Les médicaments sont visés par des vols de marchandises au 1er trimestre

Au premier trimestre 2026, le scénario de vol de marchandises au Brésil a confirmé une transformation profonde déjà observée ces derniers mois : le risque n'était plus seulement concentré et prévisible mais est devenu dynamique, sélectif et centré sur la valeur et la liquidité de la marchandise. Le Sud-Est a encore intensifié sa concentration historique de vols, passant de 61%, au premier trimestre 2025, à 78,2% des pertes nationales au cours de la même période de 2026.

Le principal responsable de cette augmentation a été l'État de Rio de Janeiro, qui a élargi son leadership et atteint 44% de pertes, contre 16,4% au 1er trimestre 2025 et 17,5% en 2024. D'autre part, la région Nord, qui avait atteint 20,2% dans la même période de 2025, a réduit à zéro ses occurrences en 2026, tandis que le Nord-Est a augmenté à 20,2%, souligné par Bahia (qui a explosé de 0,7% à 9,2%).

Les chiffres proviennent du « Cargo Theft Report nstech », préparé par nstech, une société de logiciels de chaîne d'approvisionnement.

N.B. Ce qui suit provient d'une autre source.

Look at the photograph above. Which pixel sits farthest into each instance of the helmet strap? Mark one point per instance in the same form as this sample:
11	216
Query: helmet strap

L'étude s'appuie sur les informations collectées par les gestionnaires de risques BRK, Buonny et Opentech, qui font partie de l'écosystème de l'entreprise.

Profil des vols et transition vers des marchandises de grande valeur

Le principal changement structurel observé a été la hausse significative des pertes liées aux médicaments, qui sont passées de 1,7% au 1T25 à 22,3% au 1T26. L'enquête montre également que la criminalité a commencé à fonctionner avec une logique de portefeuille axée sur la valeur : 40,4 % des pertes du trimestre concernaient des marchandises évaluées à plus d'un million de reais, dont près de la moitié (44,4 %) concernaient le secteur pharmaceutique.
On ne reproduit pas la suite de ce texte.